Columbia president grilled over anti-Semitism on campus

A pro-Palestinian rally at Columbia University

Leaders of Columbia University defended the prestigious New York school’s efforts to combat anti-Semitism on campus at a fiery congressional hearing on Wednesday.

The Columbia administrators were the latest school leaders hauled before Congress for questioning about protests fueled by the Israel-Hamas conflict roiling US college campuses.

University of Pennsylvania president Liz Magill resigned in December in the wake of her responses to a congressional committee and Harvard University’s Claudine Gay stepped down in January.

Columbia president Nemat Shafik and board of trustees members were grilled by members of the Republican-led House Committee on Education and the Workforce about their response to anti-Semitism on campus.

Republican lawmaker Virginia Foxx, the committee chair, accused Columbia of being a “hotbed of anti-Semitism and hate” and said “anti-Semitism must have no safe harbor in American universities.”

“Anti-Semitism has no place on our campus and I am personally committed to doing everything I can to confront it directly,” Shafik responded.

“Columbia strives to be a community free of discrimination and hate in all its forms and we condemn the anti-Semitism that is so pervasive today,” he added.

The Columbia president said the school has suspended 15 students and taken disciplinary action against several faculty members.

“We have 37,000 students and I think the numbers that we are talking about who are crossing these lines are, you know, a very, very small number,” she said.

The hearing came after the University of Southern California canceled plans this week for a May 10 graduation speech by a Muslim student over what it said were safety concerns.

Pro-Israel groups had criticized the selection of Asna Tabassum as the class valedictorian, accusing her of using “anti-Semitic and anti-Zionist rhetoric.”

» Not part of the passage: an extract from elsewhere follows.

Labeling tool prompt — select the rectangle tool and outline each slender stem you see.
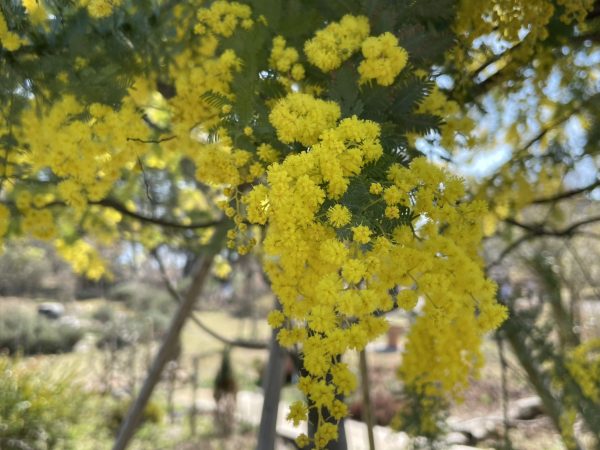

Tabassum criticized the decision, which she said was the result of the university “succumbing to a campaign of hate meant to silence my voice.”

The Hamas attack that started the war on October 7 resulted in the deaths of 1,170 people, mostly civilians, according to Israeli figures.

Palestinian militants also seized about 250 Israeli and foreign hostages and estimates 129 remain in Gaza, including 34 who are presumed dead.

Israel’s retaliatory offensive has killed at least 33,899 people in Gaza, mostly women and children, according to the health ministry in the Hamas-run territory.

The fallout from the conflict has been felt around the world, and is particularly intense on US college campuses, where both pro-Israel and pro-Palestinian groups say they are being victimized and silenced.